DeepLcom / deepl-php

Official PHP library for the DeepL language translation API.
MIT License
202 stars 23 forks source link

Fix `JsonException: Malformed UTF-8 characters, possibly incorrectly encoded` #43

Closed VincentLanglet closed 4 months ago

VincentLanglet commented 6 months ago

Hi @JanEbbing @daniel-jones-deepl,

We recently encountered an issue with text input which after deepl translation cannot be json_decoded by the library. I create a reproducer of the issue. Notice this only occurs with the option

TranslateTextOptions::TAG_HANDLING => 'xml',

This is how is rendered the input in my IDE

image

The test added is failing with the error:

JsonException: Malformed UTF-8 characters, possibly incorrectly encoded

This is especially annoying because when translating a payload with 1000 texts, if one of them has such a character, the whole payload is failing and no text is translated (when 999 could have been).

Is something can be done:

Thanks

JanEbbing commented 6 months ago

Hi, @VincentLanglet - I'm still investigating this but it might be an issue with PHP/fixable in the library. The equivalent curl command returns a valid response (though the tag handling is a bit messed up).

$ curl -X POST 'https://api.deepl.com/v2/translate' \
--header 'Authorization: DeepL-Auth-Key MYKEY' \
--header 'Content-Type: application/json' \
--data '{"text": ["Portal<span></span>"], "target_lang": "FR", "source_lang":"EN", "tag_handling":"xml", "ignore_tags":["notranslate"]}'

{"translations":[{"detected_source_language":"EN","text":"Portail<span>/span&gt;"}]}

I tried logging the request/response that gets sent over the wire via PHP yesterday but the logger I used modified the data, so I'm checking with a new one now.

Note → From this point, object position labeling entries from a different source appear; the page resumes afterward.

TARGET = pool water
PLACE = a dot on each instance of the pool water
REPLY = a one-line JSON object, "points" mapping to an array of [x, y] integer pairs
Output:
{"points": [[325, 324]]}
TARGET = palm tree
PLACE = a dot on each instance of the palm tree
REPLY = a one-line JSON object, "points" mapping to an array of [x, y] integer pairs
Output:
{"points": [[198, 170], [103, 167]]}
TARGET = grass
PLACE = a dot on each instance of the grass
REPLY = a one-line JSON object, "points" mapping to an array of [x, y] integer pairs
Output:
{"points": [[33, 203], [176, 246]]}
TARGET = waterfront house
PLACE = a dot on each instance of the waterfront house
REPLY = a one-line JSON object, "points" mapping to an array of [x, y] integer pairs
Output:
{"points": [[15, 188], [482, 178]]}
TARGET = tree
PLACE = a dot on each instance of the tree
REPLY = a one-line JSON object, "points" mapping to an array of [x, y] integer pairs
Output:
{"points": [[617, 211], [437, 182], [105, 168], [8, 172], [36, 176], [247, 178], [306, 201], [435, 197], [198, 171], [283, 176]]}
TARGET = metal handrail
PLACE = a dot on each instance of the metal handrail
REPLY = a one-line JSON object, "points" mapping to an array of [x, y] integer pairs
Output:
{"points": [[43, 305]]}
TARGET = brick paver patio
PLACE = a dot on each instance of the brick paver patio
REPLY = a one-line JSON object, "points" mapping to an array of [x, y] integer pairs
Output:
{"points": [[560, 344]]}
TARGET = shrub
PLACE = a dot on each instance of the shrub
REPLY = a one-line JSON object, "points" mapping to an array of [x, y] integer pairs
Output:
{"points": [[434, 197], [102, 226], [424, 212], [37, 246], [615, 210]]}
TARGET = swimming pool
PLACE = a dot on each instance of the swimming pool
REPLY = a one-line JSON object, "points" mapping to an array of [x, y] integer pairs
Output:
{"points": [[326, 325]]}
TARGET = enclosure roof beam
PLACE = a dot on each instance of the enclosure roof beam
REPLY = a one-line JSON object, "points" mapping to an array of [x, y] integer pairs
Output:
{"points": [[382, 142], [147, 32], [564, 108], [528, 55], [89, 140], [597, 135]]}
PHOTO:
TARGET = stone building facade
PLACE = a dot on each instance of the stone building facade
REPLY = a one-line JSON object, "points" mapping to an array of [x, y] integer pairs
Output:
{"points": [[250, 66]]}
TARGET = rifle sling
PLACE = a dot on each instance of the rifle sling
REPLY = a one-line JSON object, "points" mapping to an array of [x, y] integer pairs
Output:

VincentLanglet commented 6 months ago

Hi, @VincentLanglet - I'm still investigating this but it might be an issue with PHP/fixable in the library. The equivalent curl command returns a valid response (though the tag handling is a bit messed up).

I tried logging the request/response that gets sent over the wire via PHP yesterday but the logger I used modified the data, so I'm checking with a new one now.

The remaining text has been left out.